During World War II most of the world was facing severe hardships. Everything from food to clothing to furniture was metered out in the most efficient ways possible. While all at-war nations had some kind of rationing system, there were very stark differences between countries in how food was rationed and which foods were available, even between nations working closely together like the U.S. and Britain. So, how much food were folks actually allowed?
Having engaged in war with Germany beginning in 1939, Britain was under more strain than the U.S. and for longer. In Britain the first foods to be rationed were bacon, butter and sugar beginning in 1940.
In Britain there were fewer grocery items like rice, or canned fruits and vegetables available through rationing because their supply was far more disrupted by the Germans. Each person in the U.K. was allotted portions of butter, lard, cheese, tea, meat, and sugar per week, but other items often had to be “saved up” for.
One of the reasons that the diet was more plain was due to scientific research done by dietitians Dr. Elsie Widdowson and R.A. McCance at the start of rationing which showed that a simple diet of mainly potatoes, wholemeal bread, and cabbage would be enough to sustain even hard work during this time.
Since only one egg was allowed per adult then to make a cake you’d have to save up a whole week’s worth of eggs. The same goes for sugar. Something as common to us today as a birthday cake would have been an extremely special treat.
In addition there was brown bread freely available, but it was made with whole wheat and extra salt in order to make it more efficient to produce. There was no ration on the “national loaf” as it became known, but at the time it was introduced by the Ministry of Food, the loaves were only allowed to be sold in certain sizes and only at least one day after they were baked. All this meant that the British public only tasted stale whole wheat bread from 1942 to 1950, with few exceptions. Sliced, white bread was illegal during this time.

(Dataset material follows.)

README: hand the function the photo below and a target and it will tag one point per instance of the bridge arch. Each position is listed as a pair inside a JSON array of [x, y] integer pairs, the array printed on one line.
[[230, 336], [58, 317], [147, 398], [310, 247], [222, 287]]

Victory gardens were encouraged on both sides of the pond, but if you were British homegrown might have been the only vegetables you’d have access to.

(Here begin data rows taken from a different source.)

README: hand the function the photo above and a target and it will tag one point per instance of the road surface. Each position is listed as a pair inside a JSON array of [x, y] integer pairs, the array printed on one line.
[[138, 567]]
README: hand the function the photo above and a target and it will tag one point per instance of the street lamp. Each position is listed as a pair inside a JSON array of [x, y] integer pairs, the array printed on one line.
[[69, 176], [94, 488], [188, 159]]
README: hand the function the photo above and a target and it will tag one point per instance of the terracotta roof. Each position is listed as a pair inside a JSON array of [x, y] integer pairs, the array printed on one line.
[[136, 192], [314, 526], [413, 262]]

Rationing continued in the U.K. for many years, as it did in many countries after the end of World War II. War-torn cities across Europe and Asia struggled to supply their residents with food and infrastructure and agriculture had to be completely rebuilt in some places. In England some sweets were still rationed by 1950, sugar was rationed until 1953, and bacon was rationed until 1954!
American rationing began in early 1942, shortly after Pearl Harbor and the newly-created Office of Price Administration oversaw price freezes and rationing. The first ration books for food became known as the “sugar book” since it contained the basics. As more restrictions were added, additional books were printed.
In the U.S. rations were more flexible, included a variety of canned goods, and were governed by a more complicated points system. The first items to be rationed were tires, cars, and typewriters. Sugar, coffee, meats, cheeses, and fats were next.
Americans were given 64 ration points for fresh foods like meat and 48 for canned and bottled items per month, with more severe cutbacks for individual designations of coffee. In fact, the coffee allotment has been said by some to have been the hardest to deal with. There are some arguments that American eating habits and serving sizes changed little during rationing, and that shortages were usually only temporary.
From the photo below we can see that in 1943 these canned goods were “worth” between 1 and 15 points per can, with the big cans of juice on the upper end of the scale- this means that a family would have been able to afford a wide variety of canned goods in decent quantity.
As part of the Lend-Lease Program and other international agreements, England and the U.S. were responsible for supplying large quantities of food to Germany, Japan, and parts of Europe, though England was much harder hit in that department.
The loss of crop fields to bombing, combined with a supply system that relied heavily on imports, meant that the U.K. had much more severe rationing and for much longer than the U.S. Sugar was rationed in the U.S. until 1947, 6 years before sweets were freely available in Britain.